Work package 2: Biodiversity modelling and conservation

Work package 2 compiles information on forest biodiversity and ecologically important quality and structure features of forests. The overall aim of WP2 is to produce a multi-faceted assessment of central biodiversity elements in forested habitats of Finland.

The research will be executed, where possible, at a spatial resolution matching the average size of forest stands, thus enabling direct applicability of the results for forest management and conservation planning. Research material will be extracted from diverse sources, ranging from multisource forest inventory data produced by National Resources Institute Finland (LUKE), to different laser scanning data sets either directly available or compiled by the project, Hyperspectral Imaging data developed using small unmanned aerial vehicles (UAV), species occurrence data produced by Finnish Museum of Natural History (LUOMUS), and database information for red-listed endangered forest species occurrences in Finland  (the HERTTA database governed by SYKE).

Kääpä lahopuulla
Dead wood is a critical element for forest biodiversity. Figure by Riku Lumiaro

WP2 produces geographic information material across large areas on the spatial variation of different valuable characteristics of forest biodiversity in Finland, which are required in spatial land use planning and conservation prioritization analysis carried out in Work package 6. Spatio-temporal changes in forest conservation values in different areas will be examined based on the projections of future structural and compositional changes in forests, as well as for the accumulation of dead wood resources. Central theme in these analyses will be environmental and structural changes stemming from different climate change scenarios and different forest use practices.

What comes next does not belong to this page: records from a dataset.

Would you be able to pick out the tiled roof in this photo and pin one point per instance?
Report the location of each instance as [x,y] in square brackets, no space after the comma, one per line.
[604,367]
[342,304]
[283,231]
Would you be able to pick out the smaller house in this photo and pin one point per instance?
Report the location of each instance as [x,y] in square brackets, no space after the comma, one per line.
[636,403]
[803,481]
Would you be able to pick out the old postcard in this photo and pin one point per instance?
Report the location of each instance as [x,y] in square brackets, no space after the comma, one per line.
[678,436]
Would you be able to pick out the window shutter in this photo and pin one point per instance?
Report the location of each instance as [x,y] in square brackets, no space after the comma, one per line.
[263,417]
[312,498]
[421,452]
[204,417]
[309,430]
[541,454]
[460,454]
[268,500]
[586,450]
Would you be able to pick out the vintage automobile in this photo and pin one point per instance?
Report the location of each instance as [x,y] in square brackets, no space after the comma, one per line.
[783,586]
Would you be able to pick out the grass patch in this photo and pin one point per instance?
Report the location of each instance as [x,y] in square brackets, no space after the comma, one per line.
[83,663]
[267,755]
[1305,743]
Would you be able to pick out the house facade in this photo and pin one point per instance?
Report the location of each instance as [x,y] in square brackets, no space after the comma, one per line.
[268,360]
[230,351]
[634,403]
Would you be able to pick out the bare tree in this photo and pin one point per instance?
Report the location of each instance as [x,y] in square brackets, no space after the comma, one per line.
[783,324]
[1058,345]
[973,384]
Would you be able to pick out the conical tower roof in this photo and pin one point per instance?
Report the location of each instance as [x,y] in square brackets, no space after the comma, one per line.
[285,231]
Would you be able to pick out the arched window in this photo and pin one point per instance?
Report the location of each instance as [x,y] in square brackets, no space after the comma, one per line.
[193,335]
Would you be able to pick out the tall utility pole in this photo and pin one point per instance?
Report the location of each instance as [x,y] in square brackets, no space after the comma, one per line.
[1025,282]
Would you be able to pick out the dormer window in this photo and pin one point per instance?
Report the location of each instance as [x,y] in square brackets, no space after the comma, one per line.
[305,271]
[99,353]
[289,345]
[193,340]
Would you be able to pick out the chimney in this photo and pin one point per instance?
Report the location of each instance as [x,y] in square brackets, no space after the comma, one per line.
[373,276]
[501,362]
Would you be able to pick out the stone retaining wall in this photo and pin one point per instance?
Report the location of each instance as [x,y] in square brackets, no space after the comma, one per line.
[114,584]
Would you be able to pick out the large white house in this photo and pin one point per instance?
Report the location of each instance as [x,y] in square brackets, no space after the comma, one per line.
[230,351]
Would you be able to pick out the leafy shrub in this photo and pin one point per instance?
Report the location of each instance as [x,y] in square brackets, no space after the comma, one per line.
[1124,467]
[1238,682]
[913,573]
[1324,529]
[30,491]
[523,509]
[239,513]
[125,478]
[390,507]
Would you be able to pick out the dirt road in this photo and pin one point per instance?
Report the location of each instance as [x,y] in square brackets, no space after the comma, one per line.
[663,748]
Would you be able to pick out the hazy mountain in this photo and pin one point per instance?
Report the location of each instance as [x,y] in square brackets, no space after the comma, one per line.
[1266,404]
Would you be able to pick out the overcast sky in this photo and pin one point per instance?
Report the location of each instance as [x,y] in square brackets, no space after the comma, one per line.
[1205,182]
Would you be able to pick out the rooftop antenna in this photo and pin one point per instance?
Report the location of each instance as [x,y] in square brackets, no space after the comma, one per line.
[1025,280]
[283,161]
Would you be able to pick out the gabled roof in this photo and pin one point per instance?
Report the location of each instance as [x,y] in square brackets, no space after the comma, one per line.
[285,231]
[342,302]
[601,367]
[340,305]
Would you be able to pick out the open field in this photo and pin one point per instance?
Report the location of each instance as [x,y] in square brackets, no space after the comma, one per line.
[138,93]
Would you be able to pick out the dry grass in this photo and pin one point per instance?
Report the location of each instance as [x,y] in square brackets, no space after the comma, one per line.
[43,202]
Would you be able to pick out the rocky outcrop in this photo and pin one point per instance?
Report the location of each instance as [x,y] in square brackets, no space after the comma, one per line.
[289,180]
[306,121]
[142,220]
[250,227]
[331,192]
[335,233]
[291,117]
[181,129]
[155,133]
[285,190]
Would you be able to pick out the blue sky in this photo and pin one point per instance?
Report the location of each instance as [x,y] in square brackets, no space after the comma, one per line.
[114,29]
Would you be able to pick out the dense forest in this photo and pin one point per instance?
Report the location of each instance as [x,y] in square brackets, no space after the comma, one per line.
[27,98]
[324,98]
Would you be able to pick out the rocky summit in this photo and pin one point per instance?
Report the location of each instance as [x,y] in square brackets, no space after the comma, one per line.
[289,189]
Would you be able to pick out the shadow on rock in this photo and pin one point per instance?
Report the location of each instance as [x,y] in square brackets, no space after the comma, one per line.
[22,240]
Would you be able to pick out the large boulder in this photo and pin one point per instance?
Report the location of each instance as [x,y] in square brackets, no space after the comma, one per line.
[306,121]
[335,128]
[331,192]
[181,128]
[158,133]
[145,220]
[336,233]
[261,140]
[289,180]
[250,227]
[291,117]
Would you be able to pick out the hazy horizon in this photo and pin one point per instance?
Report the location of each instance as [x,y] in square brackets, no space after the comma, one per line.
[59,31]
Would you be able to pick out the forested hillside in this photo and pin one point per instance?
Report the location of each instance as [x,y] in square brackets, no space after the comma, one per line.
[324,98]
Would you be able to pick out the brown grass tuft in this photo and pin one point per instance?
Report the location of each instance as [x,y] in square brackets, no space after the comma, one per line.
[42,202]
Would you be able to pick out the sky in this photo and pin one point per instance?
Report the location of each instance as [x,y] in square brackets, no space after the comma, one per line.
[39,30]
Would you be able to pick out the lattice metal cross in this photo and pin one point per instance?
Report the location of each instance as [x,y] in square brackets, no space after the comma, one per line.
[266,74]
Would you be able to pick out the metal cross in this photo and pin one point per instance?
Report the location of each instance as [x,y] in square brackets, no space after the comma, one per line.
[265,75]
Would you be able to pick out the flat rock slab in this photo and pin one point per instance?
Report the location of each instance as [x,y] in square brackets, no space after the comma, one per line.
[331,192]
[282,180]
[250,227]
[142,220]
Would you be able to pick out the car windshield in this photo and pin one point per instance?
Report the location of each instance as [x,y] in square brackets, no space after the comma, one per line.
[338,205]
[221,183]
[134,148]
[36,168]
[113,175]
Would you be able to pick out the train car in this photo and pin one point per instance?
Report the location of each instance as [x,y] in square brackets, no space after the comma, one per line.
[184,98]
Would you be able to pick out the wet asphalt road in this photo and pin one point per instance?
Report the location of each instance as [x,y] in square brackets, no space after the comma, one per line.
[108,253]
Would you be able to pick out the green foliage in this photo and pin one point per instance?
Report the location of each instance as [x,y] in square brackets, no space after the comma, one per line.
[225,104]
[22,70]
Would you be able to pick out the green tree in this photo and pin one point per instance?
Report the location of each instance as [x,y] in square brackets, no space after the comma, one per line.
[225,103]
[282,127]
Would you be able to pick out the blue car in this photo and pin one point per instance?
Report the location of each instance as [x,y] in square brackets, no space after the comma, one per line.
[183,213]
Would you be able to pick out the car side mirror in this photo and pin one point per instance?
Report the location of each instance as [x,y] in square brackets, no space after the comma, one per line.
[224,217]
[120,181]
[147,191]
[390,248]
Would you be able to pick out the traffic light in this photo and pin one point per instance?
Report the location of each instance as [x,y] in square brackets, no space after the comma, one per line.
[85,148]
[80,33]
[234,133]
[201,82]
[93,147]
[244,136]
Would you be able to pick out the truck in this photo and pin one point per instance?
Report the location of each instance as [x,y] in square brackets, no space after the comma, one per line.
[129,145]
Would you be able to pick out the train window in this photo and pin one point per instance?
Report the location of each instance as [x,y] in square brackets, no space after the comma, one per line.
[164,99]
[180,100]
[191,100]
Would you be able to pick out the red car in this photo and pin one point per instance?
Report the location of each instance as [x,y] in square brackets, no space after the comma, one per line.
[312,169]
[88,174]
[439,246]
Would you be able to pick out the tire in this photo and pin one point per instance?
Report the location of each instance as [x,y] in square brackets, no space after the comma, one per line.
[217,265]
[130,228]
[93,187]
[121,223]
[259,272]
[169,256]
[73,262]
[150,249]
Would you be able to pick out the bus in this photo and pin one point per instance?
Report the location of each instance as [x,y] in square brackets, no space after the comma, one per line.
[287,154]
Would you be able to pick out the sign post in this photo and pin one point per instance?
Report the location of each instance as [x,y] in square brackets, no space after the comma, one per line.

There are three main research themes:

  1. This work package compiles geographic information data on the variation of ecologically valuable structure and quality features of forests and forest biodiversity on regional level, and where possible, across the whole forested landscape in Finland. The key baseline for this process is the work conducted in MetZo II –project at SYKE, where the ecological and conservation value of local forest stands are measured based on forest quality and structure data extracted from different national forest statistics sources. Key features in assessing the conservation potential of forest stands is the volume of trees, age and the mean thickness of trees, forest habitat type, diversity of tree species composition, and estimated dead wood potentiality of the site. The quality of these data will be evaluated and the data sources complemented via the collaboration between WPs 2 and 4 in IBC-Carbon. We will investigate, for example, whether remote sensing approaches are able to provide robust surrogates for the stage of naturalness of the forests, their structural heterogeneity and amount of dead wood. Here, laser scanning and hyperspectral remote sensing techniques are the focal study themes.
  2. Ecologically demanding and endangered species have an important role in assessing the conservation value of forest stands, but the information on their distribution is often sporadic and does not cover wide areas. Using statistical biodiversity models we will study how well the locations of potentially valuable forests can be modelled and predicted, based on the spatially limited species data typically available to the researchers and conservation planners. In addition to demanding and endangered species in a key role are forest species that are indicator species for forests with high conservation value (e.g. the Goshawk and the Three-toed Woodpecker). By summarizing the single species model predictions, the project will also produce forecasts of the spatial concentration of valuable forest species. Taken together, the results constitute predictive maps of locations of forest stands with notable conservation importance over large areas in Finland; these map layers can then be employed in the spatial conservation prioritization analysis in the WP6 of IBC-Carbon.
  3. WP2 also produces information on the persistence of ecologically demanding forest species and species of conservation concern in economically managed forest landscapes with different silvicultural practices. The project aims to study which type of forest management measures could improve the key habitat conditions of demanding forest species, and whether there are notable differences between different species groups – such as polypores, lichens, mosses and birds – with respect to the supportive management measures as well as forests’ structural features. WP2 will assess, for example, the potential of management carried out as continuous cover forestry, preserving old trees and building concentrations of dead wood for forest biota. The attitudes of different stakeholders for the most useful biodiversity-friendly forest management measures identified in the project, and the possibilities of their wide-ranging incorporation into every-day forest management, will be studied together with WP5.

The results of this WP may be utilized in different various contexts, such as improving the methodology for mapping conservation values of forests and biodiversity-friendly management of forests, and developing the best practices for complementing the spatially incomplete knowledge and forecasts of occurrences of species of conservation concern.

Relevant stakeholder groups for the WP include Ministry of Environment, Ministry of Agriculture and Forestry, Finnish Forest Centre and other actors in forestry, as well different stakeholders engaged in forest conservation planning.